/LogFileGenerator

Log file generation utility for experimenting with large datasets

Primary LanguageScalaApache License 2.0Apache-2.0

Sriman Cherukuru

Summary

This a project to implement a map reduced framework for a log generator to help in paralelly processing the given data. The log generator randomly generates the logs and with the help of Map Reduced functionality, we process the logs and aggregate into different ways as required by the tasks. These Map reduced classes are then locally tested using Apache hadoop which is deployed in a VMware machine and then finally deployed into AWS as EMR function to execute the program at low cost.

Prerequisites

  • Install SBT to build the jar
  • Terminal to SSH and SCP into VM to execute Hadoop commands
  • Install VM Workstation Pro and run Horton Sandbox which comes with Apache Hadoop installation.
  • AWS account to execute the jar file in Amazon EMR .

Installation

sbt clean compile test
sbt clean compile run
  • It builds and compiles the project

  • If you are using IntellIj clone the repository by using "Check out from Version Control and then Git."

  • The scala version should be set in the Global Libraries under Project Structure in Files .

  • The SBT configuration should be added by using Edit Configurations and then simulations can be ran in the IDE .

  • Now Build the project and then run the mapReduce in hadoop to get the output.

Execution

sbt clean compile assembly

The above commands generate the jar file in the root target folder under the scala path and this jar file has to be moved into the hdfs file system to execute the map reduce in the hadoop environment .

Run the main method in generate log data class to generate the random log values . For this project , I have generated 500 records to be used as a input value .

Steps

  • Start the hortonworks in the VM workstation Pro . The URL to be used to SSH will be displayed on the screen once it starts .
  • Use the URL to SSH and login into the hortonworks
 ssh -p 2222 root@192.168.184.128

The default password in hadoop . Set the password you require after that . Make sure to use port 2222 to login to execute hadoop commands .

 su - hdfs

Change the filesystem to hdfs to execute the mapreduce in hadoop environment .

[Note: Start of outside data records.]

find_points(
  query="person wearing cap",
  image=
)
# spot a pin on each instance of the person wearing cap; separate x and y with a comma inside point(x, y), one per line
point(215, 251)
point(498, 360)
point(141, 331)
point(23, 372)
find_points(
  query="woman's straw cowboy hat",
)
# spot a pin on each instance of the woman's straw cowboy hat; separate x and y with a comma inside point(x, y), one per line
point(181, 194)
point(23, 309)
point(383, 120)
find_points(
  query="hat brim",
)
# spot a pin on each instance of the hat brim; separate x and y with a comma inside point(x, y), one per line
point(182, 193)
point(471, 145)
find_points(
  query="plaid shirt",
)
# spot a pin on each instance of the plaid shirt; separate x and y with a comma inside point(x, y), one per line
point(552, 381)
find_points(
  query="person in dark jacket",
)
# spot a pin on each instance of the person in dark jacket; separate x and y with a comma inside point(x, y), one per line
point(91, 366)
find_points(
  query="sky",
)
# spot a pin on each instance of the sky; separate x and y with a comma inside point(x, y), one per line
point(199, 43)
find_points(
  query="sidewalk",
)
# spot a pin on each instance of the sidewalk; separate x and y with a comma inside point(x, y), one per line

scp -P 2222 Path\LogFileGenerator-assembly-0.1.jar root@192.168.184.128:/home/hdfs
scp -P 2222 Path\input.txt root@192.168.184.128:/home/hdfs

Copy the jar and the input file to the hdfs system . SCP is used to copy the file from local system to VM system .

cd /home/hdfs
hdfs dfs -mkdir /LogFileGenerator

Create a hdfs directory for copying the local file to hdfs format

hdfs dfs -copyFromLocal LogFileGenerator-assembly-0.1.jar /LogFileGenerator

The above command is used to copy the file from normal file system to HDFS file system

hdfs dfs -rm -R /LogFileGenerator/LogFileGenerator-assembly-0.1.jar

Incase we need to delete the file we have to use the above command .

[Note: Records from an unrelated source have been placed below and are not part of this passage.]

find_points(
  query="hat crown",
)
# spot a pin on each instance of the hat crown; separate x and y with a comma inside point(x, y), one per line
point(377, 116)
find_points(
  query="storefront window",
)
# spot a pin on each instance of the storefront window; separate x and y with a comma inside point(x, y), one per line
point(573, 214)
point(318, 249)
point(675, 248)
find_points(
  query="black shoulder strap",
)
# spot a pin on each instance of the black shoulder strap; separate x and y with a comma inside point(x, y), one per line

hadoop jar LogFileGenerator-assembly-0.1.jar ClassName inputfile outputfile

In order to execute the Map Reduce job, you must use the above command to execute the particular class file from the given jar . The input file will be taken and parsed in the code level .

hdfs dfs -rm -R outputfile

The above command is used to delete the output file incase we want to rerun the jar again and take a new output .

hdfs dfs -text outputFile/part-r-00000

To view the output file use the above command

Output

Task1 -> Distribution of Logs at Time Intervals

This task is executed by mapping the combination of second as a bin and Type of log mapped together and later reduced in the reducer function. The Output is a CSV as required.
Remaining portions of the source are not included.